2) Pittsburgh’s running attack is back. Filling in for injured starter Rashard Mendenhall and backup Issac Redman, running back Jonathan Dwyer carried the ball 17 times for 122 yards. If the Steelers can reestablish their running game, many teams will find themselves in trouble.
3) Many will question Bengals’ head coach Marvin Lewis’s late game decision making as he called two running plays for Green-Ellis on Cincinnati’s final drive that netted zero yards and challenged a catch on Pittsburgh’s final drive that didn’t merit it. After losing the challenge, Cincinnati lost their second timeout and shortly thereafter, the game.
4) Roethlisberger showed his moxie as one of the game’s great quarterbacks. Midway through the 4th quarter, after failing to convert a 3rd and 11 at the Cincinnati 37, Roethlisberger kept the offense on the field for what appeared to be a fourth down play. Lining up in the shotgun, Big Ben received the snap and pooch kicked it, pinning the Bengals at their 11 yard line.

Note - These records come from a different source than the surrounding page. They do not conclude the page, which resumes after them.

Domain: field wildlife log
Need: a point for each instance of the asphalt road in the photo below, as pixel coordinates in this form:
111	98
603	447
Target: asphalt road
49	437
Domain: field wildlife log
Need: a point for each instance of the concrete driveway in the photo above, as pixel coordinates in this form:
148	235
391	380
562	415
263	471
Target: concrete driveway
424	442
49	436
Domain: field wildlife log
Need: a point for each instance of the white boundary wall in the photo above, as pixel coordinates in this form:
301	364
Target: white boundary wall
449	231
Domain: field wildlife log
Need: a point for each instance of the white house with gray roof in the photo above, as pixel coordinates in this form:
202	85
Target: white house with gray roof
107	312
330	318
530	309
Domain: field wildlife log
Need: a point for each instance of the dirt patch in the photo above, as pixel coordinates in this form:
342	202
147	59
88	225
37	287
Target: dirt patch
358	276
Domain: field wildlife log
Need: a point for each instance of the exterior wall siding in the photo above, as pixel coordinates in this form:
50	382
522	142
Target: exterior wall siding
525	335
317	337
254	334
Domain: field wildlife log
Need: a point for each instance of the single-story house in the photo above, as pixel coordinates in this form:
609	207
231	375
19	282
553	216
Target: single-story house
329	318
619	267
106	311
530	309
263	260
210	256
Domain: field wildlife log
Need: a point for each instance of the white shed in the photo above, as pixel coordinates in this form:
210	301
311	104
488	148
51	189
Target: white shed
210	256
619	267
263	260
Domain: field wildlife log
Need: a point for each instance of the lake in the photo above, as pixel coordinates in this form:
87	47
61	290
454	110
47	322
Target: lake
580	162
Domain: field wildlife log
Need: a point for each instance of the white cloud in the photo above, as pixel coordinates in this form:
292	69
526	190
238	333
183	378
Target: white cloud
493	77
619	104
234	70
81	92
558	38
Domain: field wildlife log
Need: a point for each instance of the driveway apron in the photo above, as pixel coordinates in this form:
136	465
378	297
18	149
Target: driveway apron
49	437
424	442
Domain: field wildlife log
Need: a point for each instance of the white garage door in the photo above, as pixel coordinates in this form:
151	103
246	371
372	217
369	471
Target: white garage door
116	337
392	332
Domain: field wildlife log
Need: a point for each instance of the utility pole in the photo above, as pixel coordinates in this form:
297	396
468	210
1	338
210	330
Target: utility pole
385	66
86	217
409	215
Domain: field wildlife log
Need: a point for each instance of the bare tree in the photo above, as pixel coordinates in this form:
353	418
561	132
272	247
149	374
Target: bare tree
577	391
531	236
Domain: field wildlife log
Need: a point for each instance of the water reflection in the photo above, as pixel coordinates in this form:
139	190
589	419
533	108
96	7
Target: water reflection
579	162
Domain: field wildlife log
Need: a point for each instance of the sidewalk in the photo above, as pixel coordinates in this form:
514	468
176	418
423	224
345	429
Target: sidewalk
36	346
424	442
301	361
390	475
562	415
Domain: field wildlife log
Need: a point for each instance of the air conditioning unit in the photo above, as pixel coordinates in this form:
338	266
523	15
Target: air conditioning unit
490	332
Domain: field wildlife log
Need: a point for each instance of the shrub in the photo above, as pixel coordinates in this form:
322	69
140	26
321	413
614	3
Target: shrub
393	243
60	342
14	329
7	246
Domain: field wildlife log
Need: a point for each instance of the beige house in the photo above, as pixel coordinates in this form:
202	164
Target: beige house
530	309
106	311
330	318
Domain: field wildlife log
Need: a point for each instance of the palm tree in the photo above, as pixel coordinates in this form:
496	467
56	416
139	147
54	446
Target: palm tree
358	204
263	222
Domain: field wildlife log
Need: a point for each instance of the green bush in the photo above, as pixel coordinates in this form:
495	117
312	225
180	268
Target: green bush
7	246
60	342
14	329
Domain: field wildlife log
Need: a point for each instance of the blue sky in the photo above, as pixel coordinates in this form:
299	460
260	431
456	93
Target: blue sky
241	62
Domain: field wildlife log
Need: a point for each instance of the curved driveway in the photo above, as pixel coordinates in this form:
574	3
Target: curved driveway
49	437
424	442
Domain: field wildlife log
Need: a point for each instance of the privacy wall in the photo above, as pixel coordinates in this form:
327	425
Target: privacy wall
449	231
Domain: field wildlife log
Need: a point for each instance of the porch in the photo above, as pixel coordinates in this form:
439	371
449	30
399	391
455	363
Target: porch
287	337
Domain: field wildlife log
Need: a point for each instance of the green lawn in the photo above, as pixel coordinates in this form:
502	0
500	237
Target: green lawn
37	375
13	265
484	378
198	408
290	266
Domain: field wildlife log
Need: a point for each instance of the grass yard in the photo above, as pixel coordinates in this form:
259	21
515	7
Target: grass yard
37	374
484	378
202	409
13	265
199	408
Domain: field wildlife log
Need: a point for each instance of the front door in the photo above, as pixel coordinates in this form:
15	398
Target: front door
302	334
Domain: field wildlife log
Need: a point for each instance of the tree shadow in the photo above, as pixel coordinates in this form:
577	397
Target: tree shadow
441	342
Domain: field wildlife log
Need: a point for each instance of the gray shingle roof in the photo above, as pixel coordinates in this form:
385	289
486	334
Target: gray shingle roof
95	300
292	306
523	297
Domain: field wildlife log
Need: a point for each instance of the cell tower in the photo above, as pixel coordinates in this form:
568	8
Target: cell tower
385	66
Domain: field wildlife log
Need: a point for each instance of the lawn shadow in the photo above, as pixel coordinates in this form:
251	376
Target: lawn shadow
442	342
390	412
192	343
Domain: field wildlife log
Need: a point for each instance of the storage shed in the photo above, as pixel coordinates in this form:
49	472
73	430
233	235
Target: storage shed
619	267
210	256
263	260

5) Pittsburgh wide receiver Mike Wallace didn’t help his cause for a new contract. Throughout the night he looked disconnected and it showed on numerous plays as he had four drops. Wallace wants to be paid Larry Fitzgerald money, but this is laughable as Fitzgerald only had one dropped passed in all of 2011. Wallace needs to focus on his production first, and if he can cut down on his drops, maybe the money will start to roll in.